There’s an object in the road, when it was everything Malorie feared.
“Olympia,” Malorie says.
But this is something Malorie will have to get used to.
“It’s in the center of the road,” Olympia says. “Follow me, we’ll go around it.”
She hears Malorie’s breathing intensify. She knows her mom is as afraid as she’s ever been.
“I won’t go mad,” Olympia says. “I promise.”
It sounds so silly to say, yet Malorie squeezes her hand again.
And Olympia leads.
She guides Malorie around it, but near it, coming as close as Olympia’s ever come, emboldened by her reveal.
“Okay,” she says. “It’s behind us. But…”
“There are more ahead,” Malorie says.
“Yes,” Olympia says. “So many that we’re going to have to take this slow.”
“Olympia.” Malorie pulls on her arm.
But Olympia understands Malorie is only scared.
And if she’s not keeping secrets anymore, she may as well admit that she’s scared, too.
She pulls back on Malorie’s hand.
“Tom,” she says.
Malorie breathes in, holds it, breathes out.
“All right,” she says. “Guide us.”
Then Olympia, with pride, new, changed, does that.
TWENTY-NINE
This is everything Tom has ever wanted. The opposite of the life he’s lived.
A community where people are trying.
It’s all he’s ever asked Malorie to be okay with. Trying. New things. New ways. He knows not to look. And here he won’t be told what he already knows ever again.

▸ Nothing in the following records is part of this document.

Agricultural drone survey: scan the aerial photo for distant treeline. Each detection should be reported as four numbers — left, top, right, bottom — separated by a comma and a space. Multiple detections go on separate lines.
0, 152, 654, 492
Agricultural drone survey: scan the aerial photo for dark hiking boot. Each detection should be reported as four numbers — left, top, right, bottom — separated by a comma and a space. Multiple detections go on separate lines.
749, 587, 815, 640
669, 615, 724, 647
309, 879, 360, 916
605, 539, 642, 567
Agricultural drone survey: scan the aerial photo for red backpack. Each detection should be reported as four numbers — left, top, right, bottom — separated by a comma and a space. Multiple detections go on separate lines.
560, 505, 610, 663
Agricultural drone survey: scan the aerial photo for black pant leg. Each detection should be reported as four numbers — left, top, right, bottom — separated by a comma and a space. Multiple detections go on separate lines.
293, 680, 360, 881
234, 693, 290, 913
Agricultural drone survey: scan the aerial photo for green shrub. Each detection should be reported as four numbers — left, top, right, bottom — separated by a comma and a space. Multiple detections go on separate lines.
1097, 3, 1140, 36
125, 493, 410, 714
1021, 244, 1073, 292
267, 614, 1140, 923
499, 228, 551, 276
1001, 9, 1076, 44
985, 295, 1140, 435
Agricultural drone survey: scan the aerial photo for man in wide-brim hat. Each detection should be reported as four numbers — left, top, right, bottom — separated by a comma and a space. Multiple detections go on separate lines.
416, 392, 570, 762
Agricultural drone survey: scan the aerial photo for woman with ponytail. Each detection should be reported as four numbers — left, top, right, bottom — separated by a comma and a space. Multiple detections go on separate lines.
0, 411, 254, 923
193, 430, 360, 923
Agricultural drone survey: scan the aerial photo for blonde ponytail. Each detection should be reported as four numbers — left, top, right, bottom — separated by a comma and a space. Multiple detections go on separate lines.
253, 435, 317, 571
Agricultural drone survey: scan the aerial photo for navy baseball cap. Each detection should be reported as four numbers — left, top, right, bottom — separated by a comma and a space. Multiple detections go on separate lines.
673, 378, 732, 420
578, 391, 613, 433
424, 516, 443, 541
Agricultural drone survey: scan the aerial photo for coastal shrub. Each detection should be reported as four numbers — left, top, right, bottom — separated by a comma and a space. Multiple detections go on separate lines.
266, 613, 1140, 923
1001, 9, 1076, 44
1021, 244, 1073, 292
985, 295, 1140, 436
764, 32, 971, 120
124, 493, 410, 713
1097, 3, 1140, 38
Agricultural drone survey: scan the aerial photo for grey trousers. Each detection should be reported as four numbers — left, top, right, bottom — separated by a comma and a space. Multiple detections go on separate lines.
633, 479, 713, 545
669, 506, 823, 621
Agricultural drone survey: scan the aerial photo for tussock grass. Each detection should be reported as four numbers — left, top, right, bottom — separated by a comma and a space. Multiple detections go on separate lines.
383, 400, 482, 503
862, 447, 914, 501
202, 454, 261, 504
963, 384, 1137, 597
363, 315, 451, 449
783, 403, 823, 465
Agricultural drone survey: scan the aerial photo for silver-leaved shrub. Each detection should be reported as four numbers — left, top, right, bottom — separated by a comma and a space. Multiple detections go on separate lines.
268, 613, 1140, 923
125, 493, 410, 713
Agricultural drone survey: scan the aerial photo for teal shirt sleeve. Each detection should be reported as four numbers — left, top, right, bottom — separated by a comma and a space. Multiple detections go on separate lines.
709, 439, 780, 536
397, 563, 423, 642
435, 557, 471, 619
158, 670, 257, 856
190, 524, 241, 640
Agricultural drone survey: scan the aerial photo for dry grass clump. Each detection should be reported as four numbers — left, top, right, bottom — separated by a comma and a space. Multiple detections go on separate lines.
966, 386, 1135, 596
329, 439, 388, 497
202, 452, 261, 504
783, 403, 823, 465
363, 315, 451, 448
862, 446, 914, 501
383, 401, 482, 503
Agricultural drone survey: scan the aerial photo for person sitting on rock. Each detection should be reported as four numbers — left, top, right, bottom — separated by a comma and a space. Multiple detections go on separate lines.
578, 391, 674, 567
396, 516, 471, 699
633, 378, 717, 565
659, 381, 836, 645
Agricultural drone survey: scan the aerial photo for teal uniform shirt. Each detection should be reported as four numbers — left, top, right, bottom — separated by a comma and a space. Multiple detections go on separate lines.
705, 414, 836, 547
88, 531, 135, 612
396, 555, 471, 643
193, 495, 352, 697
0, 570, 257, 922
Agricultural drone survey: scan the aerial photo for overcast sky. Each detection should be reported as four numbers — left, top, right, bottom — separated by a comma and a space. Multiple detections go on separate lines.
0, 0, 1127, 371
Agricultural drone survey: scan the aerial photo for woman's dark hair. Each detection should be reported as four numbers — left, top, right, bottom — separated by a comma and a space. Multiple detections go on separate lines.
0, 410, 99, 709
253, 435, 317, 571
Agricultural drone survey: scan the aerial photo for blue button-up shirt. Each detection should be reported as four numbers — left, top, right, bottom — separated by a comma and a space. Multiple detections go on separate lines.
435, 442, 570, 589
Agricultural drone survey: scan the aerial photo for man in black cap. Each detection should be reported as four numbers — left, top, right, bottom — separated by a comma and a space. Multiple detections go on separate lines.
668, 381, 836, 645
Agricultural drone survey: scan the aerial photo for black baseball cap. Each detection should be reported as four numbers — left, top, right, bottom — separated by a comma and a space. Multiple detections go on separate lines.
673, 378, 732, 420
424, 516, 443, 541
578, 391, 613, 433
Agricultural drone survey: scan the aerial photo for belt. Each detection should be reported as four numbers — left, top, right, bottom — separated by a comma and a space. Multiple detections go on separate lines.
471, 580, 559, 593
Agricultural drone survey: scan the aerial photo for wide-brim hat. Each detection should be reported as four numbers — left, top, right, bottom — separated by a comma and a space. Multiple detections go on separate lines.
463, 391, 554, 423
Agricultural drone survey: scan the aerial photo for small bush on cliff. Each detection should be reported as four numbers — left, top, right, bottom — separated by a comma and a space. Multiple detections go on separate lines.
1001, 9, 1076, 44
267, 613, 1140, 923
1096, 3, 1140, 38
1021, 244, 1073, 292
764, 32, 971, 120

Henry understands. Oh, boy, does he. It was Henry who said go, go to where the people think like you do. Be bold as you were born to be! And how those words connected with Tom. They electrified him in a way Malorie never could. Nobody has ever spoken to him like Henry does. Not Mom, not Olympia, not anybody at the school for the blind. The more Tom thinks about it, the more he believes the train was an intervention of Fate. Olympia’s told him about Fate before. Without that knock on the door by the census man, and without Tom asking him to leave the papers, he never would’ve heard about Indian River, Malorie never would’ve seen her parents’ names on the page, and he never would’ve met Henry. It scares him how close he was to spending the rest of his life at Camp Yadin, never knowing there was a whole world that felt like he does.
And they really, really do.
The man, Allan, has already retrieved the two-way mirror. He and some others are testing it out inside a large ten-person tent right now. Tom is in the next tent over, where the two volunteers, Jacob and Calvin, have been discussing the philosophy of Tom’s invention for a while. They’re next on the list, Henry reminds Tom, and the people of Indian River can’t wait to try new ideas.
Tom knows why. It’s because they want to be a part of something bigger than the life Tom was leading. It’s because they understand that, yes, someone might get hurt, but someone might also not. The people of Indian River want to be the ones to break down the door, the ones who discover a safe way to look, who return sight and seeing to a world that’s already mourned the loss of both.